Under mains power failure the boards keep running for … 24 … 36h, sometimes more, no problem at all.
After that, using RB433 I noticed that after 3 or 4 hour this board starts to reboot and then shut down. Once it was necessary to reconfigure it because it lost PCI info.
What I realized is that 433 enters in a gray area when battery voltage falls to 11.8 … 12V.
Ok, 11V on a nominal 12V lead acid battery means fully discharged. But 11.6 … 11.8 … 12V …
RB433 specs says 10 to 28V at POE or power jack.
To standarize all APs I’m changing to 2 x 12V batteries + fluctuation charger (27,6V) and a linear voltage regulator which drops this voltage to 22V.

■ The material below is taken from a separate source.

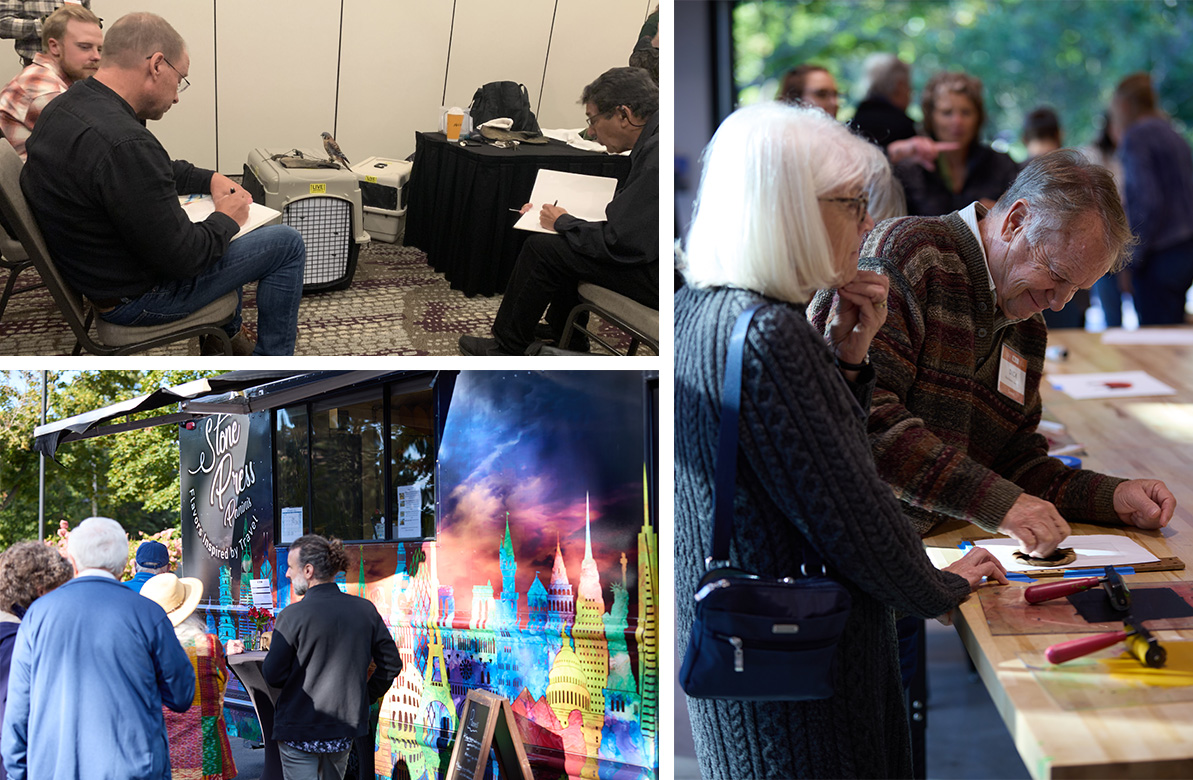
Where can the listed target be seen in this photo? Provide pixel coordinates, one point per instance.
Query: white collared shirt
(969, 214)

Does anyone have the same behaviour on RB433 when powered with 11 … 12V?
it might be that these boards have a bit different protection and voltage drop is bigger as a result. Router itself still could work, but seems that it cannot cope with wifi card power spikes at these low values.
I see. They’re loaded with 2 x R52nM (I’ve been changing all existing cards by R52nM where I use to had SR2, XR2, R52Hn, R52n to take advantage of the 52nM 1.8W power sink).
Well, I’ll keep the 22V option (2 batteries + charger + home built 22V voltage regulator with histeresis which turn POE off when batteries voltage hit 11.5V each).
Once on a 433 + 12V battery which have a XR9 I tried to use NV2 on 900MHz and after some seconds router rebooted. Inspecting log / terminal there was a “cause (1)” which means low voltage or voltage missing.